Ingredients[]
- 2 cups cooked black beans
- 2 cups prepared salsa
- 4 California avocados (2 lbs)
- ¼ cup lemon juice
- unbaked cornmeal pizza shell (see below)
- 1 pound 8 ounces hot pepper jack cheese, shredded
- chopped cilantro, for garnish
Cornmeal pizza dough[]
- 2 tbsp sugar
- 2 cups water at 110 °F
- ½ oz dry yeast
- 4 ½ cups all-purpose flour
- 2 cups cornmeal
- 2 tsp salt
- ½ cup olive oil
Directions[]
- Mix beans and salsa; reserve.
- Just before service, dice avocados; toss with lemon juice.
- Per order - spread pizza shell with 1 cup black bean mixture.
- Sprinkle with 1 cup avocado, then 6 ounces shredded cheese (1½ cups).
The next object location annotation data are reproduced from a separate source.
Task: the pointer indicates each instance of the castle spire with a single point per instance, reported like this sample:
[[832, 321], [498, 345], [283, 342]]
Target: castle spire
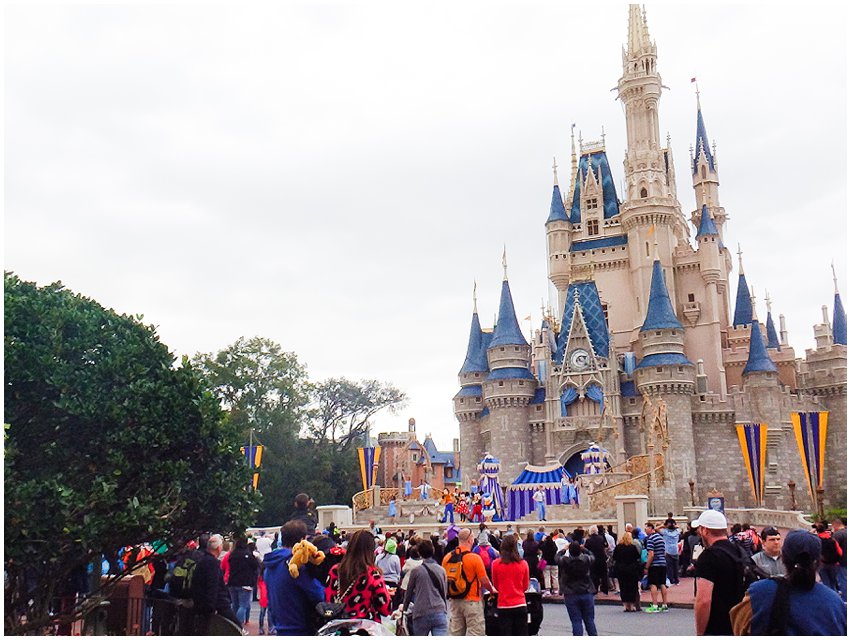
[[660, 312], [507, 330], [557, 210], [770, 331], [758, 358], [840, 320], [743, 314]]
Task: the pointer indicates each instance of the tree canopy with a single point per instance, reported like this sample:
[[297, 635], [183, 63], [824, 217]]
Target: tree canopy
[[107, 444]]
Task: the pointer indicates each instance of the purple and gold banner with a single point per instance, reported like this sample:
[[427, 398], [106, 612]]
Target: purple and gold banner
[[811, 434], [752, 439], [368, 457]]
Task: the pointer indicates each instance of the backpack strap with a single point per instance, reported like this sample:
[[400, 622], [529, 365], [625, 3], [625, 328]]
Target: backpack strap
[[778, 620]]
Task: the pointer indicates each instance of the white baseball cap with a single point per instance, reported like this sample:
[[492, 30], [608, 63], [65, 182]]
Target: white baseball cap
[[710, 519]]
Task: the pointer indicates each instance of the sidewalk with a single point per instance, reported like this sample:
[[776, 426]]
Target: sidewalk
[[680, 596]]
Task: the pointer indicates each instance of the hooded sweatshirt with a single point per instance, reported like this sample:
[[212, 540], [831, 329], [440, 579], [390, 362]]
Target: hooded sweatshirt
[[292, 601]]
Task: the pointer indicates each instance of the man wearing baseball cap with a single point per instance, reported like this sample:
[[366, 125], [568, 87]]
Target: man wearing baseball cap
[[719, 576]]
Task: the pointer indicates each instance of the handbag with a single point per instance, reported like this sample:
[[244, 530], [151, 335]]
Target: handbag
[[334, 610]]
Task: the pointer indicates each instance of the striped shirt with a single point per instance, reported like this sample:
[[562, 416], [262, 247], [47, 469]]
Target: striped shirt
[[656, 544]]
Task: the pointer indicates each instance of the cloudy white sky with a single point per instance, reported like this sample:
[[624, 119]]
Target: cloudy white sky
[[334, 176]]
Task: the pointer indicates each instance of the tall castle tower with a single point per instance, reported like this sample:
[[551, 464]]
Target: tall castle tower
[[644, 320]]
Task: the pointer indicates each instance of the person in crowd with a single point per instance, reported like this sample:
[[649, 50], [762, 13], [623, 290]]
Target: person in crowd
[[412, 561], [302, 512], [596, 544], [628, 570], [840, 534], [487, 553], [530, 549], [426, 589], [466, 614], [574, 576], [811, 609], [769, 559], [656, 568], [511, 580], [719, 576], [391, 567], [671, 536], [292, 602], [549, 549], [831, 554], [208, 590], [357, 582], [242, 578]]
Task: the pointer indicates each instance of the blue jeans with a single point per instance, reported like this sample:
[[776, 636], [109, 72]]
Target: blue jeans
[[580, 608], [449, 512], [436, 623], [672, 565], [240, 600]]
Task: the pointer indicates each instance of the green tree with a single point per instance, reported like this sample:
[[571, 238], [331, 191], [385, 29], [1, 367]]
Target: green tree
[[266, 392], [108, 444]]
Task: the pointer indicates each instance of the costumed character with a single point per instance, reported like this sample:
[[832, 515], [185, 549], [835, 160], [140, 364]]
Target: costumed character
[[304, 552], [488, 507]]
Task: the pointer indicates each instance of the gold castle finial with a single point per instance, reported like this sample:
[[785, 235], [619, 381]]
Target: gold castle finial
[[475, 302], [504, 264]]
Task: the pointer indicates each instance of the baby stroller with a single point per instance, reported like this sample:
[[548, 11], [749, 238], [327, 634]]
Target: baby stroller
[[353, 627]]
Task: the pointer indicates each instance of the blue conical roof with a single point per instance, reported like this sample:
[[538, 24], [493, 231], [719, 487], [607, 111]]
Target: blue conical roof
[[707, 224], [660, 312], [702, 141], [840, 322], [476, 360], [507, 330], [771, 332], [598, 162], [557, 212], [758, 359], [743, 314]]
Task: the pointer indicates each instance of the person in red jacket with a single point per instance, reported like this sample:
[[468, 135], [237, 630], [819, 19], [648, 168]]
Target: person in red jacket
[[510, 577]]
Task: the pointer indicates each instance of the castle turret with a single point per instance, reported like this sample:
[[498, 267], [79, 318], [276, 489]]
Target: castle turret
[[509, 387], [558, 242], [469, 400], [665, 374]]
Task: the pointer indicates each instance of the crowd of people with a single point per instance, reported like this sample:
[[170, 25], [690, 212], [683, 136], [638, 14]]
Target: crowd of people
[[484, 580]]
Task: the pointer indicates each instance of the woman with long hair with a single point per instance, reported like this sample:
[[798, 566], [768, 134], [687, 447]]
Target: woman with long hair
[[628, 570], [510, 577], [796, 605], [357, 582], [531, 547]]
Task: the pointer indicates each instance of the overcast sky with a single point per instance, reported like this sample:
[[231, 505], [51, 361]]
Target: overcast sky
[[334, 176]]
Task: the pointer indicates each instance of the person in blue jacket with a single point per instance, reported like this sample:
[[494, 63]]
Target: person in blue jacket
[[292, 601]]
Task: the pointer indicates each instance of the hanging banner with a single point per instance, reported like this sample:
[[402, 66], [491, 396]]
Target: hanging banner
[[368, 457], [253, 455], [810, 430], [752, 439]]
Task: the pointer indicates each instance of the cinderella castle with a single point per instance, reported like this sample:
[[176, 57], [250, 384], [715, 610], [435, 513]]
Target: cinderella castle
[[649, 349]]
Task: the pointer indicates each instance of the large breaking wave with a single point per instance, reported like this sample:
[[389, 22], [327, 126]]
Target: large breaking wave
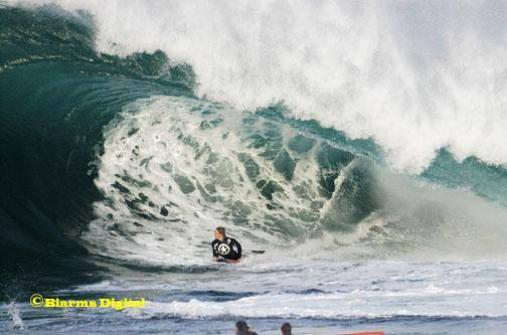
[[116, 156]]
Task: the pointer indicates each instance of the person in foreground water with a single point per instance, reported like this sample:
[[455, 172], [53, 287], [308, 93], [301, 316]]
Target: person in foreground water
[[286, 329], [225, 249], [243, 329]]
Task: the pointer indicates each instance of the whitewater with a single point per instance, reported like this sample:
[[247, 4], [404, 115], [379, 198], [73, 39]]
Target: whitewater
[[361, 145]]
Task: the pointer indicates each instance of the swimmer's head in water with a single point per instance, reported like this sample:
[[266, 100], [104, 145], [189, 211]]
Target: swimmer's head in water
[[220, 233]]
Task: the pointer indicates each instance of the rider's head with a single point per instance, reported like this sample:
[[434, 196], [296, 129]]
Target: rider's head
[[220, 233], [286, 329]]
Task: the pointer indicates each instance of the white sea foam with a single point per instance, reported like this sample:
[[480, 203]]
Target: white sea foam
[[414, 76]]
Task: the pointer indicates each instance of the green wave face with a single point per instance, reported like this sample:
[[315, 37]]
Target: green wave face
[[119, 155]]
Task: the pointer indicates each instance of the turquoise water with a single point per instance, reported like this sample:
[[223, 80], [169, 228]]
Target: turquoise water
[[117, 166]]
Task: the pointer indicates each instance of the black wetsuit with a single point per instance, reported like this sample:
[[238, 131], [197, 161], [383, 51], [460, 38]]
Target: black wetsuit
[[228, 249]]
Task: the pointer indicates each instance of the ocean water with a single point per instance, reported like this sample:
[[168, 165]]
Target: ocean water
[[361, 145]]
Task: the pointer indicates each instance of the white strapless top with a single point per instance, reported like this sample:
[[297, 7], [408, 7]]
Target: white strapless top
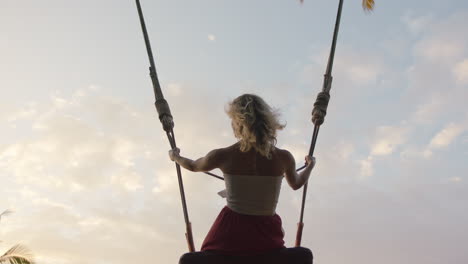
[[252, 195]]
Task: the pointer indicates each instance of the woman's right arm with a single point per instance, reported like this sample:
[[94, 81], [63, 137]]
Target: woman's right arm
[[294, 179]]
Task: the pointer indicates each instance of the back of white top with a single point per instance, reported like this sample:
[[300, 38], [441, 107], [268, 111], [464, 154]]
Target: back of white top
[[252, 195]]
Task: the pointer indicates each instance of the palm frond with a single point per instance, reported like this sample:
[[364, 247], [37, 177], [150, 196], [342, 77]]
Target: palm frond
[[17, 255], [368, 5]]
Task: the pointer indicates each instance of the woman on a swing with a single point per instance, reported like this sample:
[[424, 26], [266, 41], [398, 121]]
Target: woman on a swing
[[253, 170]]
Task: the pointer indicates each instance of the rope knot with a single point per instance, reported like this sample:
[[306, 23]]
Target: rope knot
[[165, 115], [320, 108]]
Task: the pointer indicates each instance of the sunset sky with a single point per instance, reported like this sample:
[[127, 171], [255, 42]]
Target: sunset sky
[[83, 157]]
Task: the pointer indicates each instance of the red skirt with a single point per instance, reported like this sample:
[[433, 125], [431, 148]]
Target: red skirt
[[242, 235]]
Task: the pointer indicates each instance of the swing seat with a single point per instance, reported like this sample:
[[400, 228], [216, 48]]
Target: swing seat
[[296, 255]]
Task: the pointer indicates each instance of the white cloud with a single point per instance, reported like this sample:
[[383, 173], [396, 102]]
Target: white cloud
[[388, 138], [211, 37], [417, 24], [367, 167], [461, 72], [446, 136]]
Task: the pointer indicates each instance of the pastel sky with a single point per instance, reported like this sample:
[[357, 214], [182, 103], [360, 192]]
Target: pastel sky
[[83, 157]]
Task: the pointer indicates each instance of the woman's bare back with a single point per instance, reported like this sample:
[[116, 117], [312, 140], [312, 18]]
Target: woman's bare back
[[251, 162]]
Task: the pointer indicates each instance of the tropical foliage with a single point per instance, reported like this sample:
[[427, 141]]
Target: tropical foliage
[[368, 5], [18, 254]]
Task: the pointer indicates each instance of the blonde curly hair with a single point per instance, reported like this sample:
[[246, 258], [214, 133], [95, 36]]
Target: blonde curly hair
[[254, 123]]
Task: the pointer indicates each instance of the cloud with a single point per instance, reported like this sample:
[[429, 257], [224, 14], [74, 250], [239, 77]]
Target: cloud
[[211, 37], [417, 24], [461, 72], [388, 138], [367, 167]]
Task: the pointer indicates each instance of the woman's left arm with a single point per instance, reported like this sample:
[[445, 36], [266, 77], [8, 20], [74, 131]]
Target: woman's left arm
[[211, 161]]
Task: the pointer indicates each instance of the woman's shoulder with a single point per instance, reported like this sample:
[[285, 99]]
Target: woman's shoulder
[[282, 153]]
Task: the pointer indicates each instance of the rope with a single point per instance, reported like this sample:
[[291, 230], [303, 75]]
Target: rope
[[318, 114], [166, 119]]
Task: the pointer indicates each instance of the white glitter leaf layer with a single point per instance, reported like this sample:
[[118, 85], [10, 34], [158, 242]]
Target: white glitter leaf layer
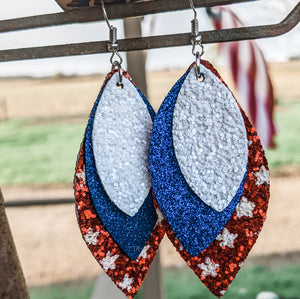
[[209, 138], [121, 134]]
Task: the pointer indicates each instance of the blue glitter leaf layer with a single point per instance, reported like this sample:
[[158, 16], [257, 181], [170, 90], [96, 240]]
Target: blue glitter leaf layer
[[193, 222], [130, 233]]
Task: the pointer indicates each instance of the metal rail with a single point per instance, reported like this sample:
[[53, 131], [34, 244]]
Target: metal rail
[[37, 202], [114, 11], [145, 43]]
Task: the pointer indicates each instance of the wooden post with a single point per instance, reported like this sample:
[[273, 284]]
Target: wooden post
[[12, 281], [137, 70]]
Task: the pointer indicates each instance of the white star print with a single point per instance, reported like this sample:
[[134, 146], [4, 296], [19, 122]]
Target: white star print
[[90, 237], [109, 261], [226, 238], [143, 254], [245, 208], [208, 268], [126, 283], [160, 216], [262, 176]]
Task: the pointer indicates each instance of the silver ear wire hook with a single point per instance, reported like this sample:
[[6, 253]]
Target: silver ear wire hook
[[113, 47], [196, 41]]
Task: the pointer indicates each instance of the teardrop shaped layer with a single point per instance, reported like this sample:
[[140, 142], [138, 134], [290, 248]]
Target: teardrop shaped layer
[[194, 223], [126, 273], [121, 137], [209, 138], [130, 232]]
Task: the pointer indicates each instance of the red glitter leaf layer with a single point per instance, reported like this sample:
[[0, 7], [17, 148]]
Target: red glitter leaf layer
[[127, 274], [218, 264]]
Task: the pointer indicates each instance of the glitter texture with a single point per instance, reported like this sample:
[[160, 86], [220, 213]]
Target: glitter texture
[[121, 136], [131, 233], [246, 226], [194, 223], [127, 274], [209, 139]]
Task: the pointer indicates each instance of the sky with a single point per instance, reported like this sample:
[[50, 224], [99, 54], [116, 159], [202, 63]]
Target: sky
[[253, 13]]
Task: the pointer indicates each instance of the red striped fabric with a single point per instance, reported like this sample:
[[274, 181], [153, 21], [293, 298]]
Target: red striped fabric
[[250, 75]]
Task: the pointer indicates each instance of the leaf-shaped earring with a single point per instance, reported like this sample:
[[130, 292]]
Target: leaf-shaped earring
[[112, 183], [209, 175]]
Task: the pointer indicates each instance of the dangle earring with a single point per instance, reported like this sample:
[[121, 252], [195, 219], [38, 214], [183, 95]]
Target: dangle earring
[[114, 201], [209, 173]]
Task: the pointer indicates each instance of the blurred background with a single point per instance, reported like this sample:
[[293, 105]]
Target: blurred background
[[44, 108]]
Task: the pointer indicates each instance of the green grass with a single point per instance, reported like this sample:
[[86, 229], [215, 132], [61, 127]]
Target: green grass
[[82, 290], [35, 153], [38, 154], [287, 151], [183, 284]]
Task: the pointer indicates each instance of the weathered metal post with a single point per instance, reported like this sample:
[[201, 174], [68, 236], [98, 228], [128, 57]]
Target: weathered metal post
[[137, 69], [12, 281]]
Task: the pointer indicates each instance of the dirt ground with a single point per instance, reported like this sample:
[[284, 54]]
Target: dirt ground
[[48, 239]]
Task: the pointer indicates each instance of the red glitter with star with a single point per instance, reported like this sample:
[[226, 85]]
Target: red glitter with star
[[218, 264]]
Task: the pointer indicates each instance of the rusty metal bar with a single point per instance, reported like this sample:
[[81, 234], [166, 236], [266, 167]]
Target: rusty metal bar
[[144, 43], [114, 11]]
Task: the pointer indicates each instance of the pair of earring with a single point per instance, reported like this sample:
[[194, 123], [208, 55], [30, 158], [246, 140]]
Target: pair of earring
[[196, 171]]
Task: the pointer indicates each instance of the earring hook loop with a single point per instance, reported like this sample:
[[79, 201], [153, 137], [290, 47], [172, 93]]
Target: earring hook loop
[[194, 9], [113, 47], [196, 41], [105, 15]]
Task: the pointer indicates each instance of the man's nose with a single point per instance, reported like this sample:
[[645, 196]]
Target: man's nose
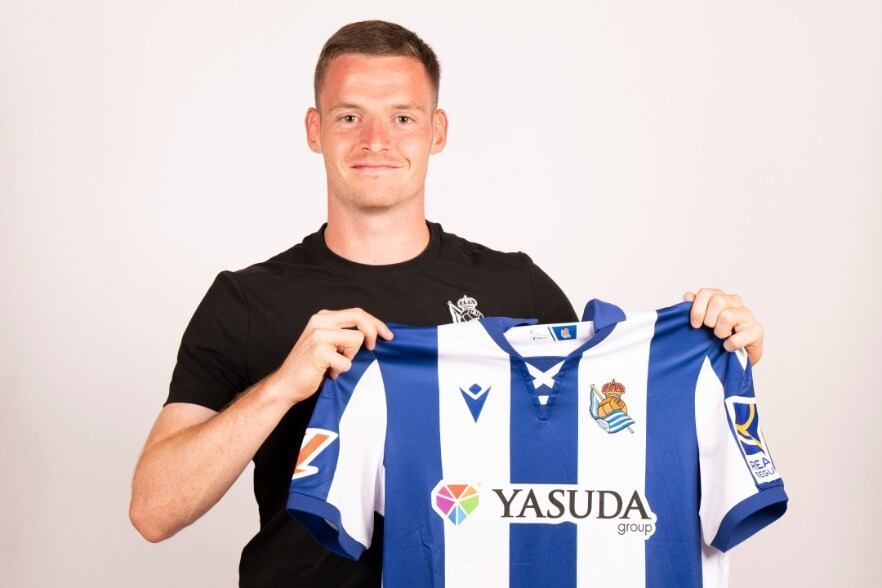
[[375, 135]]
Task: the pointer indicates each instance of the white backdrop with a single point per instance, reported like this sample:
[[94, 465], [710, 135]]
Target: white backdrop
[[634, 149]]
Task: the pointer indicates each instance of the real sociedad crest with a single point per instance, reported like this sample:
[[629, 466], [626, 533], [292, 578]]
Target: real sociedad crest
[[608, 409], [465, 309]]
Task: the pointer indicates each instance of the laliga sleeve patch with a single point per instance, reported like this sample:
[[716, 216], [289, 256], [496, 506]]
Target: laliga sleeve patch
[[744, 418], [314, 442]]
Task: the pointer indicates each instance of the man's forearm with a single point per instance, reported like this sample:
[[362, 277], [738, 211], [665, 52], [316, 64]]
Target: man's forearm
[[179, 478]]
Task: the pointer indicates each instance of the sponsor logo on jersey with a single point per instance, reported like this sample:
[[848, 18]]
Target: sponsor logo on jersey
[[465, 309], [455, 502], [745, 422], [564, 332], [314, 442], [475, 396], [620, 512], [608, 409]]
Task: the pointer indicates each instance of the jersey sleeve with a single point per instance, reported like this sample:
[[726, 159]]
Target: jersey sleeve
[[550, 303], [338, 481], [741, 489], [211, 368]]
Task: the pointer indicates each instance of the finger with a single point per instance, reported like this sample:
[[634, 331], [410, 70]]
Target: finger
[[749, 338], [354, 317], [731, 320], [337, 363], [338, 338], [717, 304], [699, 305]]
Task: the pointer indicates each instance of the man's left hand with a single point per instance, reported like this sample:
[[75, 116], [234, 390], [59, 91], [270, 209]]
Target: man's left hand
[[730, 320]]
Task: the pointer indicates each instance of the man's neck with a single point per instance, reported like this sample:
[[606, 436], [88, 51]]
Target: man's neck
[[391, 236]]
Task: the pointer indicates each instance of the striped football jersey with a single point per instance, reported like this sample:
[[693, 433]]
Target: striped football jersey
[[622, 450]]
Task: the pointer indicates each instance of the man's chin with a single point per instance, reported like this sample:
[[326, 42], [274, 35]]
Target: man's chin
[[377, 202]]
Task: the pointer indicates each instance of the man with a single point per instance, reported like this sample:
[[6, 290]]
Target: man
[[261, 341]]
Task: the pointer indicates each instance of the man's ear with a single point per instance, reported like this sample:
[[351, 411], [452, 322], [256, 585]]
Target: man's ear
[[313, 124], [439, 130]]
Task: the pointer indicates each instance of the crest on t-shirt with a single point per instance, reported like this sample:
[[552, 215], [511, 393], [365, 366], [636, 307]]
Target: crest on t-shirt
[[465, 309]]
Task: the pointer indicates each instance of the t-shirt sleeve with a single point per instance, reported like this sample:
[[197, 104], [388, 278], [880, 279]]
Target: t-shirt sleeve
[[338, 481], [741, 489], [551, 304], [211, 368]]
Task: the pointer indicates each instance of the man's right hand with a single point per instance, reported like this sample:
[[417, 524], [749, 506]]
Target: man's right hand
[[194, 454], [327, 344]]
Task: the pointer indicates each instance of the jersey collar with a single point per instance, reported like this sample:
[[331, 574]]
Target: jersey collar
[[602, 314]]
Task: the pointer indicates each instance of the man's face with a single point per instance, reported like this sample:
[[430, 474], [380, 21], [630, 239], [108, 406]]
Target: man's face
[[375, 127]]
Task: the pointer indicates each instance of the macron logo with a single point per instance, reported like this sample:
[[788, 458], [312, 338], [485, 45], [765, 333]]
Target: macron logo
[[314, 442]]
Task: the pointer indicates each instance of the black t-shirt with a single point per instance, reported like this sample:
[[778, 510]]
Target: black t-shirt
[[250, 319]]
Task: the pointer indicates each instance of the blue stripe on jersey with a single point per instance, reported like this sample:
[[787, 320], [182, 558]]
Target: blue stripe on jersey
[[413, 550], [749, 516], [677, 351], [543, 451], [312, 491], [335, 395]]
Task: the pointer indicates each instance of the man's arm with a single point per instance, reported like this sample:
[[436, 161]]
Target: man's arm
[[550, 303], [194, 454]]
- Bake at 500 °F until crust is browned and cheese is melted, about 10 minutes.
- Garnish with cilantro.
- Cut into 8 slices.
Cornmeal pizza dough[]
- Dissolve sugar in water; dissolve yeast in mixture.
- Let stand 5 minutes.
- Combine 4 cups flour, cornmeal, and salt; add yeast mixture and oil.
- Beat until soft dough forms.
- Knead dough, adding remaining flour as necessary.
- Proof dough until double in bulk; punch down.
- Shape dough into a ball.
- Divide dough into fourths; shape each into pizza shell.